De ontwikkeling van de Ariënslocatie past in het totaalconcept voor een 'Stadsweide voor kennis, technologie en zorg'. Deze Stadsweide wordt een groene tegenhanger van de stenige binnenstadsvloer, waar vooral horeca en detailhandel geconcentreerd zijn en waar boven deze 'plintfuncties' vooral gewoond wordt. In de Stadsweide worden stedelijke functies mogelijk in een sterk groene setting met als groen hoogtepunt het Volkspark.

afbeelding "i_NL.IMRO.0153.20090339-0004_0027.jpg"
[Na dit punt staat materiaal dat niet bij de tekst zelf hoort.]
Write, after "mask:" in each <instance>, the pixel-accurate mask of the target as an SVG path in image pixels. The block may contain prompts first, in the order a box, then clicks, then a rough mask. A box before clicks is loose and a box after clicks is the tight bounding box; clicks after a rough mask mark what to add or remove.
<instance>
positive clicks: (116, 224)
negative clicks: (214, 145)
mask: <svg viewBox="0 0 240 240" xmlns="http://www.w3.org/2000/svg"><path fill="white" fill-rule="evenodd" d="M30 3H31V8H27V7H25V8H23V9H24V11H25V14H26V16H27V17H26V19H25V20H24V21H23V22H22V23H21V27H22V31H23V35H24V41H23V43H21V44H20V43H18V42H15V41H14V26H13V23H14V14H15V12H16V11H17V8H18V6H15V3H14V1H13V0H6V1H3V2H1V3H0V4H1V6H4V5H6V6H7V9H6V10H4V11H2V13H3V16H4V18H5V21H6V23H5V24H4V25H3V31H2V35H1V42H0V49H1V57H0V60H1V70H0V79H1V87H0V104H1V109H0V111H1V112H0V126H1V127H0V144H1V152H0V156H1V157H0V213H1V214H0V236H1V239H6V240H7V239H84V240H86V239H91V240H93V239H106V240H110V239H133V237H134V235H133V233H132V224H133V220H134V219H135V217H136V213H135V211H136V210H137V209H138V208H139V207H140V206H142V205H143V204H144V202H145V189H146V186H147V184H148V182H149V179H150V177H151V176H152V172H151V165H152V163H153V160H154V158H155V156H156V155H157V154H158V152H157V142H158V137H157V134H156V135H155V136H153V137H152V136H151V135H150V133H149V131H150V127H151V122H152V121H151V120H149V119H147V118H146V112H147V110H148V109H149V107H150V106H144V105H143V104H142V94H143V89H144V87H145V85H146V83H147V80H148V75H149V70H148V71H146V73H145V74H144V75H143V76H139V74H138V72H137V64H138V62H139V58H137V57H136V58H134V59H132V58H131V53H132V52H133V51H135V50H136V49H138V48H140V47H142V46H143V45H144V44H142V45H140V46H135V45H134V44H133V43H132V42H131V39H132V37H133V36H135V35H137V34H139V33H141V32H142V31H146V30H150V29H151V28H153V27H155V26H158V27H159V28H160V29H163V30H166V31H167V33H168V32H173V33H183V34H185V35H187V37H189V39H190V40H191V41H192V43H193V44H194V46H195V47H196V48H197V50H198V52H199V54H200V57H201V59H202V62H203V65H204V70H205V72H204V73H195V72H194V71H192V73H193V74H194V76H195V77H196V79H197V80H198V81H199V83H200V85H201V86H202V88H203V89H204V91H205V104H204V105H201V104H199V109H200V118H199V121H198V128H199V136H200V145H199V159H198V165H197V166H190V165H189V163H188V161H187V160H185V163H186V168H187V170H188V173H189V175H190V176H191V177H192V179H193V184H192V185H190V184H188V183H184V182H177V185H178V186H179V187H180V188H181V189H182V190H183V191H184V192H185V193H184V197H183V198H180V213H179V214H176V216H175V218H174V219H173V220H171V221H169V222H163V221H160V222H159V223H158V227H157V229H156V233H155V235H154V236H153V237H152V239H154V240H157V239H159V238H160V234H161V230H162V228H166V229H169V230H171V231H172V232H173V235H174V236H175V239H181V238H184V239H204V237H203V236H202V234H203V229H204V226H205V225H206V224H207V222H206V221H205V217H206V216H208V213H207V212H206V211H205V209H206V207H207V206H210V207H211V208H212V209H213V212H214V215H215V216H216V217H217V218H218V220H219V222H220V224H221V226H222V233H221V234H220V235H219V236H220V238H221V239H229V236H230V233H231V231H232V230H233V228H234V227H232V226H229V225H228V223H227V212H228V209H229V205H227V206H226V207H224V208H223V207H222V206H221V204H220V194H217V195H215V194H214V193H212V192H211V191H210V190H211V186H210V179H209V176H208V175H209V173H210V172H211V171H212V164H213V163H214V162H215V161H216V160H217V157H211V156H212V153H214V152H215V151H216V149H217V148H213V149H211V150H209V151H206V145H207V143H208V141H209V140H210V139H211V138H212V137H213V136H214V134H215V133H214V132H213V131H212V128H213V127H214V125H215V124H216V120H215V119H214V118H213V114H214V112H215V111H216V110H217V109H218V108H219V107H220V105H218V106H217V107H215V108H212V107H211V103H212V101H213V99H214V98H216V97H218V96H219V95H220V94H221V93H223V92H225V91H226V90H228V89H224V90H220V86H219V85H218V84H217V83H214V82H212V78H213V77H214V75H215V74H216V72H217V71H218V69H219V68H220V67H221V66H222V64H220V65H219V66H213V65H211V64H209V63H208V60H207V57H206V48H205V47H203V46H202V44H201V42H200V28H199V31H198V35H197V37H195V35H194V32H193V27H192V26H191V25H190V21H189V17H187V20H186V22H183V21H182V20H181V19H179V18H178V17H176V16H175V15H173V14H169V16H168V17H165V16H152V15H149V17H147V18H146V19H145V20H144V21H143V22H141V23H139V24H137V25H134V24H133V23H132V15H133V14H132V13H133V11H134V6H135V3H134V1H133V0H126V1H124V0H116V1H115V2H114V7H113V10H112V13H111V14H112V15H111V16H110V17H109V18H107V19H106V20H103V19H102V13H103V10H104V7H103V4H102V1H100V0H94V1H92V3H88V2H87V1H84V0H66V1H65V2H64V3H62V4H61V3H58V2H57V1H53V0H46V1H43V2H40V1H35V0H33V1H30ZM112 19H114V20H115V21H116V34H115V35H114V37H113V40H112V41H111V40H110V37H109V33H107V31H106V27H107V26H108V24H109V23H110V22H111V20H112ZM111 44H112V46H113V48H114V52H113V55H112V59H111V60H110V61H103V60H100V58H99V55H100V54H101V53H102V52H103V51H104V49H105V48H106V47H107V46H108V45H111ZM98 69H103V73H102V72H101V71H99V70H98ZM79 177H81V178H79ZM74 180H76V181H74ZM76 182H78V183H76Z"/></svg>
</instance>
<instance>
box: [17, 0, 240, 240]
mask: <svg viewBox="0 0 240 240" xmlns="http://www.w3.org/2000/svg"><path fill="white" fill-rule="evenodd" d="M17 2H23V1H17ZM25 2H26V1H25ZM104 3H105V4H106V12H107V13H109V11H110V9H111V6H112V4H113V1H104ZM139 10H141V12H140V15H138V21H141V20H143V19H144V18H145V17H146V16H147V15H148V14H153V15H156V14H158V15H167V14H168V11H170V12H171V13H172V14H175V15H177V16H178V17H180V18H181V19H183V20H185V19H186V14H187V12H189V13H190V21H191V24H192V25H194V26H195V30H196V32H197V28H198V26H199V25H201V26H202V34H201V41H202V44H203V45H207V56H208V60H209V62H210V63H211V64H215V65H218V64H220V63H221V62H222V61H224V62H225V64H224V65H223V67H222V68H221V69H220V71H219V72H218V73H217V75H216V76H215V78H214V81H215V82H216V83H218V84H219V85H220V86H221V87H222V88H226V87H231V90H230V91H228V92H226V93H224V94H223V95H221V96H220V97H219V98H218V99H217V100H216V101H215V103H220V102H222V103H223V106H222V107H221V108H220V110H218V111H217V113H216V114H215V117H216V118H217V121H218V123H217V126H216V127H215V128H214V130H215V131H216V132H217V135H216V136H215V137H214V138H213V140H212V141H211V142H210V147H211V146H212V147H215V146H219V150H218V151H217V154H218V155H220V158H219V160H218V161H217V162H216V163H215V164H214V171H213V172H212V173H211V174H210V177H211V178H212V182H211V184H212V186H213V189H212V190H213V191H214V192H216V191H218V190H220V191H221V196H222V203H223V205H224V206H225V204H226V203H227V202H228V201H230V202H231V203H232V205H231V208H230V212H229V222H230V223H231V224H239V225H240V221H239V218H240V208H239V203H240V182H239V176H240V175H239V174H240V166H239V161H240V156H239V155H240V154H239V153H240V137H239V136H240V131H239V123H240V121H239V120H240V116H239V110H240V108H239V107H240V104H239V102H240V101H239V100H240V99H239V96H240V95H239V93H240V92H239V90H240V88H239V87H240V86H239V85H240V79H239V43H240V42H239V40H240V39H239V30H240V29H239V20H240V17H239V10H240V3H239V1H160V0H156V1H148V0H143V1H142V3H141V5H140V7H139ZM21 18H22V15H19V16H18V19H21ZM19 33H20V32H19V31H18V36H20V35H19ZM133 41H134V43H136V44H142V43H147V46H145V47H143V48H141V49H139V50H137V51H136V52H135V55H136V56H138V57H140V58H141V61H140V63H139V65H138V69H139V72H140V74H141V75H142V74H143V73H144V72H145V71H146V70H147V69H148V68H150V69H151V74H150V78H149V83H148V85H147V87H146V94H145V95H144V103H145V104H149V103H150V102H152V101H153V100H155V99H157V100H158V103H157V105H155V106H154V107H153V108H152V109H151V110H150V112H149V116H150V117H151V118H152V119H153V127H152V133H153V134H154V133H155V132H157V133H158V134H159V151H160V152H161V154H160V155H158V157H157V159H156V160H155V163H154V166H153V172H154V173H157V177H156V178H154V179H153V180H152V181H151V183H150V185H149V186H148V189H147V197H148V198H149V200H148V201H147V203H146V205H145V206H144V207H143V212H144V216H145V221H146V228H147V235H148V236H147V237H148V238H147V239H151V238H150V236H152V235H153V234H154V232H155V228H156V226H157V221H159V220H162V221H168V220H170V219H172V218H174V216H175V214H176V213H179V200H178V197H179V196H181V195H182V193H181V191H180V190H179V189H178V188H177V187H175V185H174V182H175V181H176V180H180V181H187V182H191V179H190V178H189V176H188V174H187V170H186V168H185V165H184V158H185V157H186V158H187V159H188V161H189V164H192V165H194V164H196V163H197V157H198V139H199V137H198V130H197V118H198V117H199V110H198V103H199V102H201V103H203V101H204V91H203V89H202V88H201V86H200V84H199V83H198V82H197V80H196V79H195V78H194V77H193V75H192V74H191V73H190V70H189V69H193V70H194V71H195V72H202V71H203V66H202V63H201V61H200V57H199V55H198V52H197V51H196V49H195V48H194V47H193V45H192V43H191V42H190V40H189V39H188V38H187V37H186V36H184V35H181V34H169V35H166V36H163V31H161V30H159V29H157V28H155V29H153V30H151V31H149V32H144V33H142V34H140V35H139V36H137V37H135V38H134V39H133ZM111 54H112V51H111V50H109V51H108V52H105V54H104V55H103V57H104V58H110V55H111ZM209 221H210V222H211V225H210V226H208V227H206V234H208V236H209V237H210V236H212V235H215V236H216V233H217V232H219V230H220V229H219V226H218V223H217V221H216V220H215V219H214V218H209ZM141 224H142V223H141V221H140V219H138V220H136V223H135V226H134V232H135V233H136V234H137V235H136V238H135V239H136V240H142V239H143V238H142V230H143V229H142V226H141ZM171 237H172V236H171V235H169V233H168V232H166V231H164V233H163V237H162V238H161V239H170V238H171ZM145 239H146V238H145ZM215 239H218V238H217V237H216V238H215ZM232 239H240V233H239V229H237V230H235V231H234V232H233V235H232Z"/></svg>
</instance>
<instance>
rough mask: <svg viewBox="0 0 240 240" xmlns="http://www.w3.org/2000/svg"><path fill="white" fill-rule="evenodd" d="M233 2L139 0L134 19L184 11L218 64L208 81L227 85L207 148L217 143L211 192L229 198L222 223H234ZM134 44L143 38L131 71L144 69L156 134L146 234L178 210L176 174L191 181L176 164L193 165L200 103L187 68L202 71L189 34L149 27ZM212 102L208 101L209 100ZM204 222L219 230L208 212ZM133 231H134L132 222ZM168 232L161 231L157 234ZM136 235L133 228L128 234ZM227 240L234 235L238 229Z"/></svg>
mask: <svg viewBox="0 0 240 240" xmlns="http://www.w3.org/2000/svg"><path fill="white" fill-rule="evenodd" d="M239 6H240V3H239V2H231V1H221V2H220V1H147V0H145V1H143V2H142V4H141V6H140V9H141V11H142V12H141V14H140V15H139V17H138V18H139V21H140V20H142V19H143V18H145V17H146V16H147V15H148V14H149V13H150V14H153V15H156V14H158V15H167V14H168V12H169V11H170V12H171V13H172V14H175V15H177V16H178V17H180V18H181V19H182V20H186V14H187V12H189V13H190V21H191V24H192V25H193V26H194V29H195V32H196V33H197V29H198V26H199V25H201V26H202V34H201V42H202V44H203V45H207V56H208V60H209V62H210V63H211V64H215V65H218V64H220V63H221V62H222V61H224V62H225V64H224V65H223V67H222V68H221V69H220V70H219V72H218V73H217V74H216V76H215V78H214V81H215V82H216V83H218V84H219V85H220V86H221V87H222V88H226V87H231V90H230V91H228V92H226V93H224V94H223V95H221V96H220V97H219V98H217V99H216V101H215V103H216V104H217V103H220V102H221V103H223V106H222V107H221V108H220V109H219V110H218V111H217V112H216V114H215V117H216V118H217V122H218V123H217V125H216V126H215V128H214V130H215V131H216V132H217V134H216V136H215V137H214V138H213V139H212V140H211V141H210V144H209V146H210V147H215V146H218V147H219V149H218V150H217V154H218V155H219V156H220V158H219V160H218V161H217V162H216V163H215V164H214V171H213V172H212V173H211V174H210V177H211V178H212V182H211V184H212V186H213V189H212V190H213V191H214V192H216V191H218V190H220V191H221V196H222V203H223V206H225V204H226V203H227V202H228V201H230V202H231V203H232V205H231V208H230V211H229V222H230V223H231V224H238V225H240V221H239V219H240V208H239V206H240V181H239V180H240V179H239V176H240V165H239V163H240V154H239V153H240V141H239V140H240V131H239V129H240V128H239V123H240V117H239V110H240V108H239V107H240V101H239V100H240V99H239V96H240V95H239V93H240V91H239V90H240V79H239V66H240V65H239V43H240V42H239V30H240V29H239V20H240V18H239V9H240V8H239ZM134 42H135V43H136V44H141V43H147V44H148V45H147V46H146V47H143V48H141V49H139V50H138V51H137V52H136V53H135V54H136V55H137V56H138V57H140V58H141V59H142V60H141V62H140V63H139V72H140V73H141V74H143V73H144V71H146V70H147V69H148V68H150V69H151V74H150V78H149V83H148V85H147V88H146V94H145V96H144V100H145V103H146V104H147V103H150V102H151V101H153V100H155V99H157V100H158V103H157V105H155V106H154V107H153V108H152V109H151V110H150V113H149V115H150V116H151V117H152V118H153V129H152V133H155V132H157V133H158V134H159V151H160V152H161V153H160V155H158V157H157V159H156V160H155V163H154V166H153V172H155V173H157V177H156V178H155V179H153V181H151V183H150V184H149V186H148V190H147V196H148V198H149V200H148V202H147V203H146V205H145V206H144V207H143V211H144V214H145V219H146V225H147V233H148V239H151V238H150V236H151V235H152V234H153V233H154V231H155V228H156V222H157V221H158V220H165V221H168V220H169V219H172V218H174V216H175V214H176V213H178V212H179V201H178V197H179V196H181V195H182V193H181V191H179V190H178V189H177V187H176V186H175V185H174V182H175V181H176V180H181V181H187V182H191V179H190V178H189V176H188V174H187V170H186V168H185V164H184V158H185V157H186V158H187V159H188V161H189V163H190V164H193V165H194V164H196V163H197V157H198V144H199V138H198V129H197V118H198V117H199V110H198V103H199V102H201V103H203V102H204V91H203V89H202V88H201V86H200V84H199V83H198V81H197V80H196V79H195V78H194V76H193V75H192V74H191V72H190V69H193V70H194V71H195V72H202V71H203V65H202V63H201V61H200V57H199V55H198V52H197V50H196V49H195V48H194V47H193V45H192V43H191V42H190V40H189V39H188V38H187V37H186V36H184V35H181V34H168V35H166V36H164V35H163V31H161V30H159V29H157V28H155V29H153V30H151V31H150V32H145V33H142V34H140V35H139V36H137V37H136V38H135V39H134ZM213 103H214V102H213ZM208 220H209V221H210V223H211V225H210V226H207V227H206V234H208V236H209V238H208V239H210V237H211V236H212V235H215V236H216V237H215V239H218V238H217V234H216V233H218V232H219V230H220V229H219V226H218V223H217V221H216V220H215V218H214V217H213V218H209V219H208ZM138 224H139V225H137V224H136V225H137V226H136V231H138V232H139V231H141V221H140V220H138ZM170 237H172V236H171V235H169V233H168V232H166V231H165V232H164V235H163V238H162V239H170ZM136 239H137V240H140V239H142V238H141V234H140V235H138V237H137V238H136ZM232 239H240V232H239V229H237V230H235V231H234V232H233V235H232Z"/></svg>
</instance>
Figuur 25: gebied Ariënslocatie

De Ariënslocatie ligt ingeklemd tussen de Ripperdastraat, Haaksbergerstraat, Emmastraat, Prinsestraat, Bisschopstraat en het Ariënsplein. Het gebied is circa 2 hectare groot. Op de Ariënslocatie van het MST is op dit moment een breed scala aan ziekenhuisfuncties gehuisvest. Door de grootschalige gebouwen, compacte aaneen geschakelde bebouwing met binnenhoven en de stenige invulling van de Ariënslocatie past het huidige complex niet in het ruimtelijk beeld van Stadsweide als een groene omgeving. Als de nieuwbouw van het MST op de locatie Haaksbergerstraat zal zijn gerealiseerd, zullen deze ziekenhuisfuncties de Ariënslocatie verlaten. De locatie blijft echter een belangrijke rol vervullen in de keten van zorg, waarbij grote delen van de bestaande bebouwing hergebruikt kunnen worden en een herbestemming zullen krijgen. Om het beeld van stedelijke functies in een groene setting waar te kunnen maken, zal het middendeel van het bestaande complex worden gesloopt en wordt het complex opgedeeld in twee deelcomplexen. Dit biedt vervolgens de mogelijkheid om een groengebied te realiseren met zichtlijnen vanaf de Ripperdastraat en Emmastraat, waardoor het beeld van gebouwen in het groen ervaren wordt.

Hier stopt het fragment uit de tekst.